PINA - Dance, dance, otherwise we are lost - International Trailer from neueroadmovies on Vimeo.

Pina 3D is a tribute to the work of choreographer Pina Bausch and tells of the feelings of her dance company to her unexpected death in 2009. At times it feels more like an embalming than a celebration of her work and her life. You're not presented with any background, or much biography (but it is on the internet), it is about the performance of four of Pina's works intercut with other scenes and anecdotes from the dancers, which are occasionally poignant...

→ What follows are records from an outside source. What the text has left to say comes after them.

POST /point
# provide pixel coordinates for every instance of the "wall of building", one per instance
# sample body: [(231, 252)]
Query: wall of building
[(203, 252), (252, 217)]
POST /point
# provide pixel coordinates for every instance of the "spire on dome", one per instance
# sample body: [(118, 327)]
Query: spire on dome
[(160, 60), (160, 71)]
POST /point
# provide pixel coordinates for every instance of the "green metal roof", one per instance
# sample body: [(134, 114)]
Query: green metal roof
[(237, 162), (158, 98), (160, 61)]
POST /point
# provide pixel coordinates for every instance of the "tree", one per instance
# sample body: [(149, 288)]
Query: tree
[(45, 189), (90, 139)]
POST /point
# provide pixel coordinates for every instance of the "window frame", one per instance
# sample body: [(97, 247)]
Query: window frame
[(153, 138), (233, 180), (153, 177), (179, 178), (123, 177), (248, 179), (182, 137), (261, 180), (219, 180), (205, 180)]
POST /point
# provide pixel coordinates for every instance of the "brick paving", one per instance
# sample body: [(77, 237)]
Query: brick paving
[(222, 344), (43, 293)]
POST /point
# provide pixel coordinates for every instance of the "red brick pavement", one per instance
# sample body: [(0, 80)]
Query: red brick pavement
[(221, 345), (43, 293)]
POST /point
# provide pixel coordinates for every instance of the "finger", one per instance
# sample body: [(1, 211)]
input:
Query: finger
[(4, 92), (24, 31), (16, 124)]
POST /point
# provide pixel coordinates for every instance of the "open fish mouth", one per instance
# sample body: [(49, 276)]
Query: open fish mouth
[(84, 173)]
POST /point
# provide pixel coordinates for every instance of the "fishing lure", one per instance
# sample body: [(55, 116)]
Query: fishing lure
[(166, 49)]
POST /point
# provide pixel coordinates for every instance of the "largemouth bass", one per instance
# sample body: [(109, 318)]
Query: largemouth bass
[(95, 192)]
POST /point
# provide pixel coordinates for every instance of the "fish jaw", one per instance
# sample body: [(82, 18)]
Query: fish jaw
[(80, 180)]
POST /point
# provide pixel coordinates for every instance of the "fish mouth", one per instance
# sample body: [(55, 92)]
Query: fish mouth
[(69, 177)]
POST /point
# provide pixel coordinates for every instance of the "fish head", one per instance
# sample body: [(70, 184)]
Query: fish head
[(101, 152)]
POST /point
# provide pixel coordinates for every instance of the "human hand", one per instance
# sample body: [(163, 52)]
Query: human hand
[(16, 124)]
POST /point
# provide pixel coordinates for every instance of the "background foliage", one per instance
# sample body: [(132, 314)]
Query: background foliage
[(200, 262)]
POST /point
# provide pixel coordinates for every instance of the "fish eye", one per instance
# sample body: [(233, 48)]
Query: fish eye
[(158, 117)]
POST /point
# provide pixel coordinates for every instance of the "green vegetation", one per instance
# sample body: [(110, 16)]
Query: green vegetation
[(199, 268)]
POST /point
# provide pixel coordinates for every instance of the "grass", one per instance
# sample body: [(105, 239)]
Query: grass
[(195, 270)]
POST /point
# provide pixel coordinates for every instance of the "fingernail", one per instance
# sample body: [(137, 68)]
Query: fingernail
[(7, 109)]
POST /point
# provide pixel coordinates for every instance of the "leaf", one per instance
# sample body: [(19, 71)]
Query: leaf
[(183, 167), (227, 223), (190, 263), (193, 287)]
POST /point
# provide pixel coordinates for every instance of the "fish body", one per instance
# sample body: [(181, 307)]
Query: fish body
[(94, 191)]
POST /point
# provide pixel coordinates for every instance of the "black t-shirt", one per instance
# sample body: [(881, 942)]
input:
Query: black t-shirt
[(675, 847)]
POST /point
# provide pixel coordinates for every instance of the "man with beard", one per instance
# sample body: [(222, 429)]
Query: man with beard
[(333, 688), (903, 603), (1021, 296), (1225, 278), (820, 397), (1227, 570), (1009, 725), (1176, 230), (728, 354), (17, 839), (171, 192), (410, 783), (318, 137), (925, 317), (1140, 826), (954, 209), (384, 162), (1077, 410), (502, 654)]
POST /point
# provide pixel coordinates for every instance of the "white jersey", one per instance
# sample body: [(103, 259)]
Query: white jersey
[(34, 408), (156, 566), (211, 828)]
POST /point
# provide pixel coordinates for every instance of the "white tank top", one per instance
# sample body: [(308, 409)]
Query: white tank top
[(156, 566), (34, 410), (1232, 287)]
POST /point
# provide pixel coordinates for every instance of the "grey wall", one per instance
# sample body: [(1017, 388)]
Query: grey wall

You could be forgiven with all the gloating about 3D coming to the art house movies that this film is any better than the standard 3D fare. Alas it is not. Like all 3D films it is under-lit and like watching a focus group through a two-way mirror, even to the point the smears on the heavy 3D eyewear give the impression of fingerprints on the window pane. For most times dancers in the distance looked blurry and washed out and the movement distorted to the point that I felt I was a stroke patient. Watching the poor quality image was infuriating to the point of distraction.

Only on occasions does it look brilliant and makes use of the format, such as when a woman stands on a chair and dives through a mans arms like a fish, or in the scenes with water or on location in Wuppertal (the suspended monorail makes a few guest starring appearances). These are few and far between however. It isn't particularly sexy or sensual either (notwithstanding the partial nudity, the occasional nipple and obviously fit bodies). For something so fluid and thrilling to see live, it seems a bit plain...

All told it is an interesting failure... You're likely to leave the cinema with your head spinning, but that's the shutter effect from the LCD glasses rather than anything artistic or inspired. See it in 2D.